Para estender essas observações, nós transfectadas células HeLa com a vector de expressão para FLAG-GRP78 (F-GRP78). O uso de GRP78 marcada com o epitopo FLAG permitiu o uso do anticorpo anti-FLAG altamente específico para detectar a expressão GRP78 superfície celular em células não-permeabilizadas. As células HeLa foram usados, uma vez que aderem mais fortemente a slides microscópicos, que é crítico para as múltiplas etapas de manipulações experimentais das células transfectadas. Os nossos resultados mostraram co-localização abundante de superfície de células M-GRP78 com p85 (Figura 3B).
A seguir, para determinar se bioquimicamente sGRP78 complexo formado com PI3K, células 293T foram transfectadas com o F-GRP78. As células 293T foram utilizados devido à sua elevada eficiência de transfecção. A utilização de M-GRP78 permitiu-nos para imunoprecipitar GRP78 com elevada especificidade e afinidade.
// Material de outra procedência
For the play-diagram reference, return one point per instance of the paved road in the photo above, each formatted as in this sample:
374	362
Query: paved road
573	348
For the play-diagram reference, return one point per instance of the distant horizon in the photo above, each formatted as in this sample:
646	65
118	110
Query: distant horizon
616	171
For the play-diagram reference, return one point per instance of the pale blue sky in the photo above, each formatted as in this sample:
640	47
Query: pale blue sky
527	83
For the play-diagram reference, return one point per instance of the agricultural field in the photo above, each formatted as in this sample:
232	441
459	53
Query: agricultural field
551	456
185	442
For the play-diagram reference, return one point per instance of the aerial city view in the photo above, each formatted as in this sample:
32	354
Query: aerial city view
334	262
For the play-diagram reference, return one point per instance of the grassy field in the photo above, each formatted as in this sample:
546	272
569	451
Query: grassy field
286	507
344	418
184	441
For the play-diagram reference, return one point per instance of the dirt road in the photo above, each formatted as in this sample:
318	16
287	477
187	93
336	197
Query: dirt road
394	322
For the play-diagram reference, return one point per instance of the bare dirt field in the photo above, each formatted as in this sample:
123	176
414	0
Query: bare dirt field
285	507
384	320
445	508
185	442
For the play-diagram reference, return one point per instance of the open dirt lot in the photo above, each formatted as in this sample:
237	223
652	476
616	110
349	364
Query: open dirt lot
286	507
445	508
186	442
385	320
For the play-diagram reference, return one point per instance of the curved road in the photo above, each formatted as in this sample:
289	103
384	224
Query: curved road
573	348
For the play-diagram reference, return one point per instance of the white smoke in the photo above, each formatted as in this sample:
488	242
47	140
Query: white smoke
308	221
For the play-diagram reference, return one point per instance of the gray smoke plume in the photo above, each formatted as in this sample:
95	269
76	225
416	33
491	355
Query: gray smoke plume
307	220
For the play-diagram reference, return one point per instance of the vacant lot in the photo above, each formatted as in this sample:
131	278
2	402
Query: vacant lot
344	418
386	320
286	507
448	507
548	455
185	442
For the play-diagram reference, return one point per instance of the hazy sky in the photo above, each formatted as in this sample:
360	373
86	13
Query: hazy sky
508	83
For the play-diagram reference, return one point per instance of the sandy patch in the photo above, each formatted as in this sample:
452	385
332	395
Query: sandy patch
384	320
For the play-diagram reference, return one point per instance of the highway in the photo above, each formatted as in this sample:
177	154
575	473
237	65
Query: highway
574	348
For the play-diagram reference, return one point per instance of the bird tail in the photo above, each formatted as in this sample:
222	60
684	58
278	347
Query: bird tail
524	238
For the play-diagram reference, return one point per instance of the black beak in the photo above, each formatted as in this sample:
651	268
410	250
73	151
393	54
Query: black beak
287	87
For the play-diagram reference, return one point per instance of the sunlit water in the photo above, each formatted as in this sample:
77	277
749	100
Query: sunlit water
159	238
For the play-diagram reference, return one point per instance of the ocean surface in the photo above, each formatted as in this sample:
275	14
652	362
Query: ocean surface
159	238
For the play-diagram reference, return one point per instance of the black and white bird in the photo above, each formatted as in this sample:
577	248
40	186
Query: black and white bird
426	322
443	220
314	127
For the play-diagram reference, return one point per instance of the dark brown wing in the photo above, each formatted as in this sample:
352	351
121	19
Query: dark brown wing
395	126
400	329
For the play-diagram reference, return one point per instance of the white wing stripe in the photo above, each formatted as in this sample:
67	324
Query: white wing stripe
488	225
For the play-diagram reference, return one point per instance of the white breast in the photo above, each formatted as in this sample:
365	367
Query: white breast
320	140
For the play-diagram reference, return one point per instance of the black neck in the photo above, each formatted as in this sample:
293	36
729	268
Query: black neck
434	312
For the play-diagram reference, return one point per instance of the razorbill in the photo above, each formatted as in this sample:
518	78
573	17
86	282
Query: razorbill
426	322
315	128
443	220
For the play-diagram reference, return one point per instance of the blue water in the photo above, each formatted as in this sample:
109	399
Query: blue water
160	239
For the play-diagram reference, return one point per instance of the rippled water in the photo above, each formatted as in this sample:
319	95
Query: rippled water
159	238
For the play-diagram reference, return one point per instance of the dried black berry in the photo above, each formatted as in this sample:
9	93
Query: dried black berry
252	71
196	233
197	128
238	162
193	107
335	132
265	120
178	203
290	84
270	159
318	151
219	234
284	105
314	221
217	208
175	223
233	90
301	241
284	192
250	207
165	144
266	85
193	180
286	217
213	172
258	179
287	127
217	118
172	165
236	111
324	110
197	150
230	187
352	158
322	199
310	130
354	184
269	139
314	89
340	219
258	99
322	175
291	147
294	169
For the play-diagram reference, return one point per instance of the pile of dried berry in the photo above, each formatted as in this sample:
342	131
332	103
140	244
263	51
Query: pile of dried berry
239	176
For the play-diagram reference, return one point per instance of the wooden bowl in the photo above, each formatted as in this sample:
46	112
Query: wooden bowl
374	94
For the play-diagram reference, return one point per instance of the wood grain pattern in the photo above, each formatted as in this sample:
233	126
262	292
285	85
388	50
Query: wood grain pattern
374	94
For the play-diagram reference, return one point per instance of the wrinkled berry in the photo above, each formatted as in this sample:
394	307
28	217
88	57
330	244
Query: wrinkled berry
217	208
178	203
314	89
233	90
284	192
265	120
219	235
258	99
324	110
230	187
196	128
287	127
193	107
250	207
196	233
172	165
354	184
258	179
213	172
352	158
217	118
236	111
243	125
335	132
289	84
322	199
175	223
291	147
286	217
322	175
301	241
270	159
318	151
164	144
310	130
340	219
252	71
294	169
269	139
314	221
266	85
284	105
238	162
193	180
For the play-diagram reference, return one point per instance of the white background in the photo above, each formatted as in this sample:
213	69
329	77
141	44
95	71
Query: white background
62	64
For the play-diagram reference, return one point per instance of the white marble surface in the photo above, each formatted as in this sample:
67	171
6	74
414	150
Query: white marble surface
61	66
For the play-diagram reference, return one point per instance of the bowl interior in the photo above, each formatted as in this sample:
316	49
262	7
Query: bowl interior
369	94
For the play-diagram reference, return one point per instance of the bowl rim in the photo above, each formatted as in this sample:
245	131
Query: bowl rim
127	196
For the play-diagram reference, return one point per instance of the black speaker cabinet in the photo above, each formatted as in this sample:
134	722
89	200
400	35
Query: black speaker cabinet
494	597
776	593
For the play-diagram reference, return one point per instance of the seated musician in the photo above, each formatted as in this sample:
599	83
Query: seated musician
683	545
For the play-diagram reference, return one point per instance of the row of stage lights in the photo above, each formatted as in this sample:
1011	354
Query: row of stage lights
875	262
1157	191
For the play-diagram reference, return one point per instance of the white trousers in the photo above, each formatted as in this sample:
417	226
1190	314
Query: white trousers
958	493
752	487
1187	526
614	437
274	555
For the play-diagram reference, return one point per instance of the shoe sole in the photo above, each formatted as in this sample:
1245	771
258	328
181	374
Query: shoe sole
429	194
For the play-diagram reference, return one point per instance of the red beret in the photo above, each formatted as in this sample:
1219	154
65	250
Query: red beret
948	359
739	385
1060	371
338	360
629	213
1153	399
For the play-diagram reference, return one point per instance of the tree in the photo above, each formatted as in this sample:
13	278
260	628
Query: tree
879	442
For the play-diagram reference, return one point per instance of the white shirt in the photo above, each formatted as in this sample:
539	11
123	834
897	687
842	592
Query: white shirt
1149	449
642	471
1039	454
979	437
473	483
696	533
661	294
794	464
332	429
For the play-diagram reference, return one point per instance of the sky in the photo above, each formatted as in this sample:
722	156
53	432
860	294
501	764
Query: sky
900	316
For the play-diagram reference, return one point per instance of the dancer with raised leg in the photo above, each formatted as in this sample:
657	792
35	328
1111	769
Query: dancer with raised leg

A concepção experimental é mostrado na Figura 3C. Após a transfecção, as células foram biotinilados e os lisados celulares foram incubados com esferas de agarose avidina monomérica que permitem o isolamento de proteínas de superfície celular biotiniladas por eluição condição suave, devido à sua fraca afinidade a proteína biotinilada. As proteínas de superfície de células eluídas foram imunoprecipitados com anticorpo anti-FLAG ou o controlo do isotipo IgG. Os imunoprecipitados foram então sujeitas a transferência de Western e sondadas com anticorpos contra p85 e p110α, bem como o anticorpo anti-FLAG. Observou-se que a superfície de células M-GRP78 complexo formado com tanto a subunidades de PI3K reguladora (p85) e catalisador (p110α), em contraste com o controlo de IgG, que não mostrou qualquer ligação (figura 3D). Colectivamente, estes resultados sugerem que sGRP78 directamente ou indirectamente interactua com p85 e p110α.
GRP78 superfície celular superexpressão estimula PI (3,4,5) P3 e produção de co-localização
A formação do complexo entre sGRP78 PI3K e sugere que ela pode conduzir à modulação de actividade de PI3K. Após a activação, a PI3K localiza à superfície da célula e fosforila PI que conduz à PI (3,4,5) P3 (4,5) P2 (referido abaixo como PIP3) produção.